Sadly, the 1936 Le Mans 24 Hours race did not take place due to industrial action by French workers, so the two works team cars were quickly sold on to defray the costs of development. However, work did progress on more than half the twenty three chassis required to homologate the car for Le Mans, and these had a mix of coachwork styles, and for the first time there was not a single readily recognizable body work for a production Aston Martin. E. Bertelli Ltd. produced a number of coachbuilt 2/4 seater versions (the ‘Type A’) and a one off four seater, and Abbey Coachworks made two, slightly ungainly 2 seaters (the ‘Type B’).The remainder of the early cars had different two seater bodies, at least a couple very similar to the works cars and one with coachwork very similar to the 1½ litre ‘Ulster’. The final eight cars to be assembled, late in 1939 and 1940, had very unusual steel framed bodies designed by Claude Hill, (the ‘Type C’) with a real emphasis on aerodynamic efficiency. With rather a bulbous front with headlamps behind the radiator grill, and long tapering tails, they were something of an acquired taste. They were however nearly 20 mph faster than the open wheeled and 2/4 seater bodied cars almost directly as a result of their shape, a fact which did not escape the designer, Claude Hill.

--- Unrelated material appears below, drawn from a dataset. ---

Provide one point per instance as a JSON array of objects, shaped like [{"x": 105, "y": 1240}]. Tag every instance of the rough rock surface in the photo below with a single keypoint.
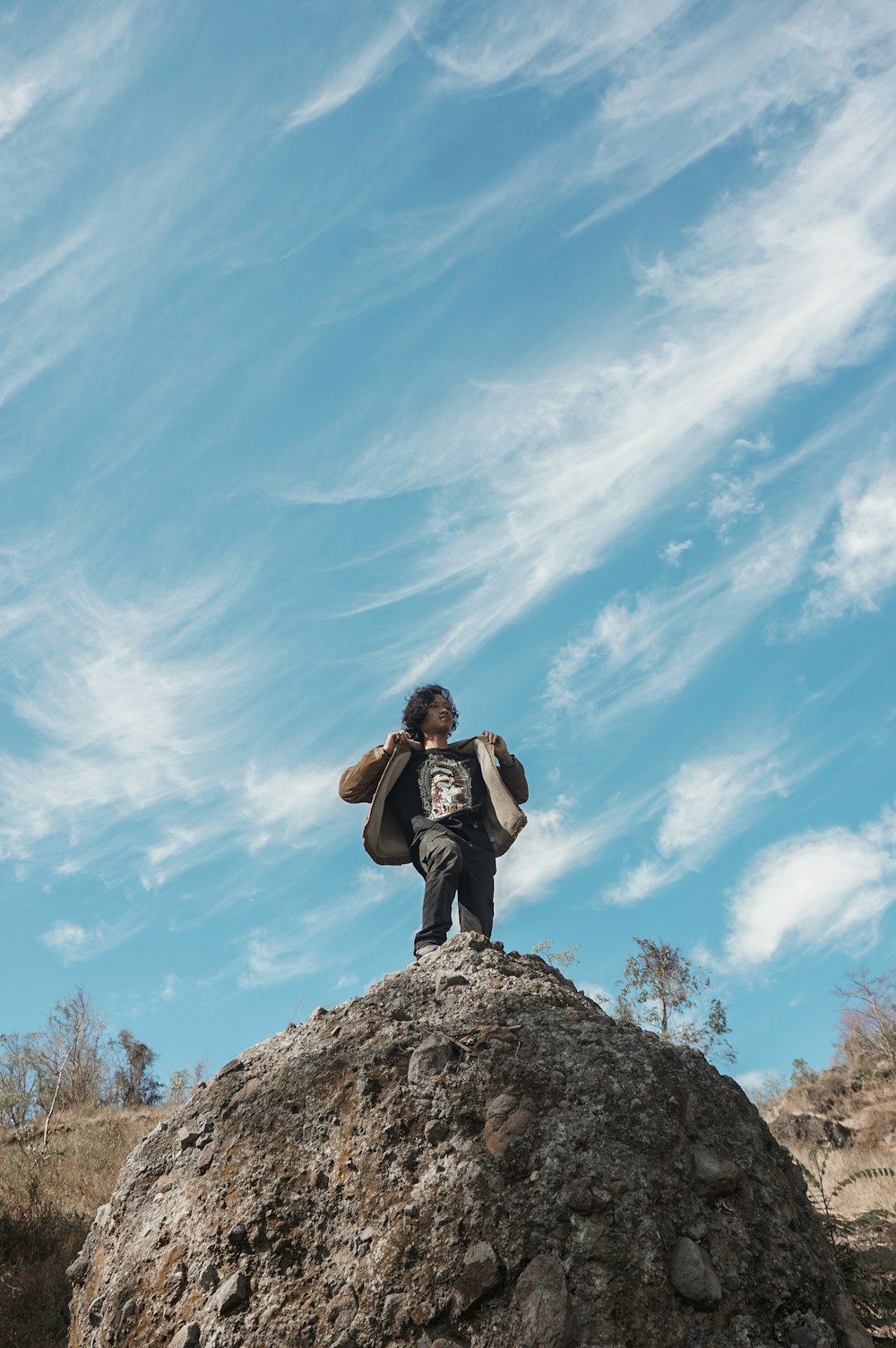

Lastly, mention should be made of the efforts of Jock Horsfall in his ‘Speed Models’. He owned two cars, a 2/4 seater ‘Type A ‘which had been rebodied as a two seater, and was eventually developed as an out and out racing car; and another Speed Model which was fitted from new by the works with a 1½ litre ‘Ulster’ style body . With works assistance, Jock significantly developed his own cars and did in a two year period, what without doubt the works would have wanted to do, had the racing programme been continued. Jock’s road sports car was spectacularly successful both at home at Brooklands, and in Ireland, and later, post war, at the Belgian grand prix which it won, remaining (and likely to remain), the only Aston Martin to ever win a Grand Prix. The racing car was also very successful. Producing in excess of 125 BHP in its most powerful form on methanol fuel, it was, and probably still is, the fastest un-supercharged pre-war Aston Martin. Rebuilt by Jock Horsall after the war it came second in class and fourth overall at Spa in 1949, some thirteen years after manufacture, with Jock driving the entire twenty-four hours himself.

Sadly, Jock Horsfall was to be killed in a racing accident, late in 1949, while driving an ERA. He was a very good self taught development engineer, a superb driver and had a fascinating wartime history as a spy in MI5. His efforts were to show just what a remarkably good engine the overhead cam 2 litre is, and what could have been, if the ‘Speed Model’ had been further developed.